15 Temmuz Demokrasi ve Milli Birlik Günü Etkinlikleri kapsamında Cumhuriyet Meydanında 15 Temmuz Demokrasi ve Milli Birlik Günü Anma Programı düzenlendi. Programlar 15 Temmuz Cuma ve 16 Temmuz Cumartesi iki gün sürdü.
15 Temmuz Cuma günü gündüz gerçekleşen programlarda; Saat:11.15’de Gerede Şehir Mezarlığında 15 Temmuz Demokrasi Şehidi Fatih Kalu ve terörle mücadele şehitleri Yakup Sarı ve Lokman Hasçelik’in kabirleri ziyaret edildi. Saat:12.00’da Gerede Yeni Cami’de 15 Temmuz şehitleri ve diğer şehitlerin ruhuna atfen Mevlidi Şerif okundu. Saat:13.30’da 15 Temmuz Demokrasi ve Milli Birlik Günü Temalı Fotoğraf Sergisi ziyaret edildi. Saat:16.30’da 15 Temmuz Şehidi Fatih Kalu’nun ailesi ve 15 Temmuz Gazisi Mehmet Dalda ziyaret edildi. Saat:18.00’da ise Şehit Aileleri ve Gaziler Onuruna Yemek Organizasyonu düzenlendi.
Akşam 21.30’da Cumhuriyet Meydanı’nda gerçekleştirilen programa; İlçe Kaymakamı Cengiz Ayhan, Belediye Başkanı Mustafa Allar, Şehit Yakınları, Gaziler, İl Genel Meclis Üyeleri, Belediye Meclis Üyeleri, Daire Amirleri, Siyasi Partilerin Temsilcileri, Sivil Toplum Kuruluşlarının Temsilcileri ve binlerce vatandaş katıldı.
Program Saat 21:00’da Cumhuriyet Meydanında saygı duruşu ve İstiklal Marşı'nın okunmasıyla başladı. Ardından Kur'an-ı Kerim tilaveti yapıldı. Daha sonra Cumhurbaşkanlığı tarafından hazırlanan 15 Temmuz konulu sinevizyon gösterisi ile devam etti. Akabinde Belediye Başkanı Mustafa Allar ve Kaymakam Cengiz Ayhan birer konuşma yaptı.
Gerede Belediye Başkanı Mustafa Allar
Değerli Hemşehrilerim; Sözlerimin hemen başında Devletimizin Milletimizin bekası ve selameti için can veren kahraman şehitlerimize Allah’tan rahmet diliyorum. Vatan ve millet için mücadele ederken gazilik mertebesine erişmiş tüm gazilerimize sağlıklı, huzurlu, uzun ömürler diliyorum. O gece özgürlüğüne, ezanına, bayrağına, vatanına, devletine, geleceğine sahip çıkan Geredemizin tüm fertlerine şükranlarımı sunuyorum.

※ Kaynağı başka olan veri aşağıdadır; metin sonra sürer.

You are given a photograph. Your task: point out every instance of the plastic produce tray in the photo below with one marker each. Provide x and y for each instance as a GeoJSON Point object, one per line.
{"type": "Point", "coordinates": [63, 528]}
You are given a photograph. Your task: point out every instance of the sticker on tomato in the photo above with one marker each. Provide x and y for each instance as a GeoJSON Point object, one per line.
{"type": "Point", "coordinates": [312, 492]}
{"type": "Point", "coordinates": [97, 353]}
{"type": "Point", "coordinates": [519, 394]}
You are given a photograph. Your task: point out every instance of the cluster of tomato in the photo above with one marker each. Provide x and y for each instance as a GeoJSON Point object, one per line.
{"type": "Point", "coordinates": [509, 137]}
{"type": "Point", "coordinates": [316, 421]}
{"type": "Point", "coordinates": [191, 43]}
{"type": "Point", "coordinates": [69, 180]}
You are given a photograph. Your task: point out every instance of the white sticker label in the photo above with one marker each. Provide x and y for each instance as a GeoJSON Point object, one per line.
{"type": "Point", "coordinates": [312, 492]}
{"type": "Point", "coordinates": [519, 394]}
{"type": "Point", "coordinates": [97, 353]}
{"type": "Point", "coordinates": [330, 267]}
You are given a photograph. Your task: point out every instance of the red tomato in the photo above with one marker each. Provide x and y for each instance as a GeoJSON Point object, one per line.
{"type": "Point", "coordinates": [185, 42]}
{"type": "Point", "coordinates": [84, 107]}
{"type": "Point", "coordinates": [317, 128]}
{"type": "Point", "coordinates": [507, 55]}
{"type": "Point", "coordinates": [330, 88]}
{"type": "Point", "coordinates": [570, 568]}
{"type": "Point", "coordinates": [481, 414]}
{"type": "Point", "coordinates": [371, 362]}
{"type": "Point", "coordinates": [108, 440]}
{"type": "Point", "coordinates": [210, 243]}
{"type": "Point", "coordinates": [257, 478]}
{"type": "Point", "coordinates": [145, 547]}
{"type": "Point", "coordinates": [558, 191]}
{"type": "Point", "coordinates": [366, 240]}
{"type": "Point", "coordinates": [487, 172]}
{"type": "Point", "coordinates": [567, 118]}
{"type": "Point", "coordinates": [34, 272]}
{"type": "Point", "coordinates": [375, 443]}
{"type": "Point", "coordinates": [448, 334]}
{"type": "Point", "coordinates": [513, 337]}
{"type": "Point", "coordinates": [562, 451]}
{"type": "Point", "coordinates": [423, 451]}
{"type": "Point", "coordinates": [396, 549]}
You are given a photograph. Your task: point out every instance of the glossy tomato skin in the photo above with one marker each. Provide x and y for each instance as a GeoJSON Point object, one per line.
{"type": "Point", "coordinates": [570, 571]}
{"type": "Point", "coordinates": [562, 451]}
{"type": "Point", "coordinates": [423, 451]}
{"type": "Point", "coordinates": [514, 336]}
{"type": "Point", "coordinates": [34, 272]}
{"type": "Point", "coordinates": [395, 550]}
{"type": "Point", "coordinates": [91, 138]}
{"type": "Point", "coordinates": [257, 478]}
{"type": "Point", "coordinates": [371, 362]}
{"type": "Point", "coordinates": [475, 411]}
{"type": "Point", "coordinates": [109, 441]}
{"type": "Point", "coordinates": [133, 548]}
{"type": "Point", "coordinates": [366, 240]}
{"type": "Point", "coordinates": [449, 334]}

Merhum Abdurrahim Karakoç’un adeta 15 Temmuz kıyamını anlatan şu muhteşem mısralarıyla şehitlerimizi buradan yâd etmek istiyorum:
“Gergin uykulardan, kör gecelerden
Bir sabah gelecek, kardan aydınlık
Sonra düğüm düğüm bilmecelerden
Bir sabah gelecek, kardan aydınlık
Vurulup ömrünün ilkbaharında
Kanından çiçekler açar yanında
Cümle şehitlerin omuzlarında
Bir sabah gelecek, kardan aydınlık.”
Evet, fedakârlıklarıyla o karanlık geceyi milletimiz ve demokrasimiz için kardan aydınlık bir sabaha kavuşturan yiğitlerin hakkını asla ödeyemeyiz. O gece çıplak elleriyle tankları durduran, ölüm kusan, silahlara meydan okuyan cesaret abidelerinin hakkını ödeyemeyiz. O gece yurdu yaşatmak için can veren, ama canından aziz bildiği vatanından vazgeçmeyen kahramanların haklarını ödeyemeyiz. 15 Temmuz şehitleri; Bedir’den, Malazgirt’e; Kosova’dan Çanakkale’ye, İstiklal Harbinden Kıbrıs Barış Harekâtı’na, bütün bunlarla birlikte batıla, zalime ve küfre karşı yürütülen hak davanın bugünkü temsilcileridir.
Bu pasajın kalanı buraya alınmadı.